As writers began receiving the issue on Tuesday, outrage on social media was fast and furious.

“I am seriously disgusted that someone would use the Indigenous issue of Write as a jump point for a case for cultural appropriation on the backs, words, and reputations of the Indigenous writers featured in it. It’s not enough that we are finding our voices, reclaiming our ability to tell stories, and having to heal to tell these stories. But people want to tell them for us,” Helen Knott, a contributor to the issue, wrote on Facebook.

Board member Nikki Reimer posted on Twitter a link to a statement in which she resigns from the board of the Writers’ Union.
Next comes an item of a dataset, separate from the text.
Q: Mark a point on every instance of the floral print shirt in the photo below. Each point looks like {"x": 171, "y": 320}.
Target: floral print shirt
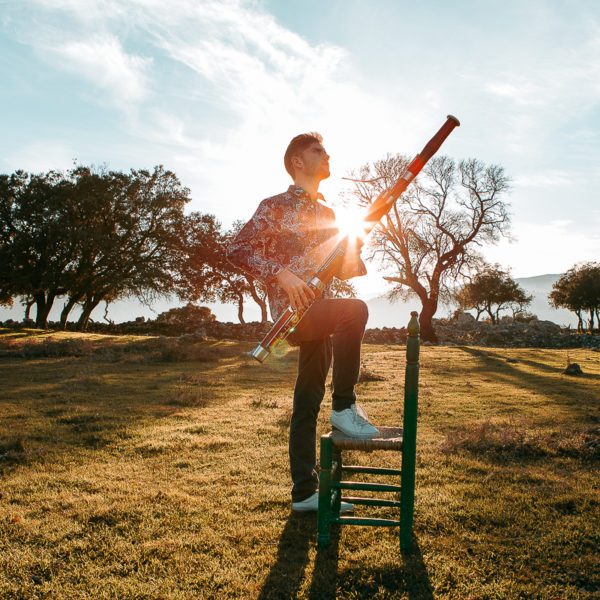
{"x": 288, "y": 231}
She calls the column “clueless and thoughtless” and saying it “marks Write magazine as a space that is not safe for indigenous and racialized writers.”

She goes on to say that, “Canada is ‘exhaustingly white and middle class’ not because white writers are afraid to write stories they don’t ‘know,’ but because white writers don’t get out of the way and make space for the multitude of stories to be told by those who aren’t white and middle class.”

Writer Jennifer Love Grove pointed out on Facebook what she saw as the inherent contradiction in Niedzviecki’s statement piece. “Hal N. writes in Write magazine that canlit is too white and middle-class, and the solution is that white, middle class writers should appropriate marginalized cultures more?”

Poet and editor Stuart Ross posted on Facebook an email he sent to the Writers’ Union which contains nods to recent controversies over voice appropriation and efforts to create a publishing and media environment that better reflect the cultural makeup of our society. “At this moment in the cultural, social, artistic and political evolution of Canada, and the first, reluctant opening up of spaces for voices previously oppressed or silenced, Hal is doing the writers of Canada a great disservice,” he wrote.

The Writers’ Union quickly stepped in, apologizing “unequivocally” and noting Wednesday that “the editor of Write magazine has resigned from his position.”

The statement added that the Writers’ Union was contacting each of the contributors to that issue of the magazine individually and promised to “offer the magazine itself as a space to examine the pain this article has caused, and to take this conversation forward with honesty and respect.”

Niedzviecki did not immediately return requests for comment.